Here are the new realities of loans: Though Must Have Assets. Though Must Have a Stable Stream of Income. Though Must Have Credit. Got the Trio? Go buy something. Lack one or more? You’re on the sidelines and for a while. Some lenders lent money in ways that were more flagrantly destined for failure than others. Today, a lender with a risky reputation has no liquidity. That means they have a hard time lending, and may be headed out of business. If a lender abused their investors’ trust by creating negative-amortized adjustable 80/20 financed loans for investment property (in layman’s terms, a risk on top of a risk on top of a risk on top of a risk on top of a risk… see Washington Mutual) that lender stopped receiving cash from their investors. This system only works with a steady infusion of currency, which in mortgage terms, is called a loan origination. The investors control the pipeline of origination with their cash. and no investor with cash has the desire to be fooled with right now. So the lenders with the highest rates of default are falling apart… quickly. The lenders that maintained some (or a lot) of dignity and passed up the easy bucks for a sustainable business model (see Chase, PHH, Wells Fargo), are often the companies the consumer hears today buying the smoldering assets of these other lending titans. Make no mistake: ALL LENDERS have tightened their underwriting. But in Colorado Springs, they funded over 700 purchases last month. For the first time since March, 2006, this local market can say “it’s actually better than it was last year.”

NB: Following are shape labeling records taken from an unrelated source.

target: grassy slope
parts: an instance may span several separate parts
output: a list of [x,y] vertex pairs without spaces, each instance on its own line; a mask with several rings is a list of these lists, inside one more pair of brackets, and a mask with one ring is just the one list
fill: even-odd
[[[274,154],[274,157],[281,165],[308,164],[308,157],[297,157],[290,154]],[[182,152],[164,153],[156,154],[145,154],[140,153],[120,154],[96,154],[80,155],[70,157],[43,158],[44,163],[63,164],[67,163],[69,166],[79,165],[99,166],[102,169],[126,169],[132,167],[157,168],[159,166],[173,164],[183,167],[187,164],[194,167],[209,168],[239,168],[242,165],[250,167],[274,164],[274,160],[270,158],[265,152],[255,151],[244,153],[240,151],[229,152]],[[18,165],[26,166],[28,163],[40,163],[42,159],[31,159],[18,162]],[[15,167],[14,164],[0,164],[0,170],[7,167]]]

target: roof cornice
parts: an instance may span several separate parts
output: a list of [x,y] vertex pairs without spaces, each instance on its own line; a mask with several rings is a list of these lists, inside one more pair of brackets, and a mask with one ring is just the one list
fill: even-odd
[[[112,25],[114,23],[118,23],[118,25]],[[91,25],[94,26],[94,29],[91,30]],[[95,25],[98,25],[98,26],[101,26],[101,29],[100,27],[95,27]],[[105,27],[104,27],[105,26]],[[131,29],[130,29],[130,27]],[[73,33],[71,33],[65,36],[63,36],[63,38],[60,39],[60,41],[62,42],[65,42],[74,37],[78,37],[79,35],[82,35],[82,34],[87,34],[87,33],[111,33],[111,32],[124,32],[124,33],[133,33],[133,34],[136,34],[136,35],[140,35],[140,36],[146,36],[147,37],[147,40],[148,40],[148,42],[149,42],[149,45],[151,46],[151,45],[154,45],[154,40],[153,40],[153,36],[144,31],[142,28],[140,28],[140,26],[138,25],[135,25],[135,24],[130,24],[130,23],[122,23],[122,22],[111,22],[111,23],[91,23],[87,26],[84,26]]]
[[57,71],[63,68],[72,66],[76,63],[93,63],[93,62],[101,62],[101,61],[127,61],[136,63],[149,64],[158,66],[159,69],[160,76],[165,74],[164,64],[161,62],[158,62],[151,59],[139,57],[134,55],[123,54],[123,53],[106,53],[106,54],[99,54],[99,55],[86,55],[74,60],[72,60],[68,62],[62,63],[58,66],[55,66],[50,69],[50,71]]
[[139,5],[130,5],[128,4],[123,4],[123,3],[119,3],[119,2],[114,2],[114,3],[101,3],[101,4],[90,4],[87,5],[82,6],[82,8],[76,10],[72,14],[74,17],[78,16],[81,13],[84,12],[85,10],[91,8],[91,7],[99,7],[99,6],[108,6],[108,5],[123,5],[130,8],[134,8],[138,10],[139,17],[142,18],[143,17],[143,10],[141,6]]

Remember sub-prime mortgages versus sub-prime thinking? The sub-prime mortgages went to only 8% of the population. The other 92% were offered crazy loans to make their expenses as low as possible. Some of that 92% is now in the category of a sub-prime consumer because their credit was laid waste in the implosion. But most of them are healthy and doing okay. The national numbers may be one in six with problems, but that is not the case in Colorado Springs. Year to date, the entire market is off around 7% in pricing. Most of the rest of the nation is off in excess of 10%, many competing markets in the west are off 15% or more. Most markets are in an inventory build phase: we are in inventory reduction. Most markets are seeing fewer and fewer buyers. We just saw an increase.
IN SUMMARY:
Stephen Covey’s famous circle of influence and circle of concern is writ large on the Fall, 2008 American Economy. There are the things you can’t control and the things you can, influence and concern. Right now, what is holding back the real estate market in Colorado Springs (and most of the Front Range) are national problems. Jobs aren’t being created, credit is tight, and our inbound buyers are still frustrated sellers in the markets they are coming from. But for buyers in the local market, this is as rich an opportunity as any in decades. Rates are at 6% or better on 30-year fixed mortgages. Colorado has had a surge in relocation traffic every year this decade creating new households for decades to come. Depending on the neighborhood you’re looking in, prices could be at 2005 or even 2004 levels. Inventory is down 12% from a year ago and sales activity was up almost 6%. Yes, the economy is in a recession. But chance favors the prepared mind.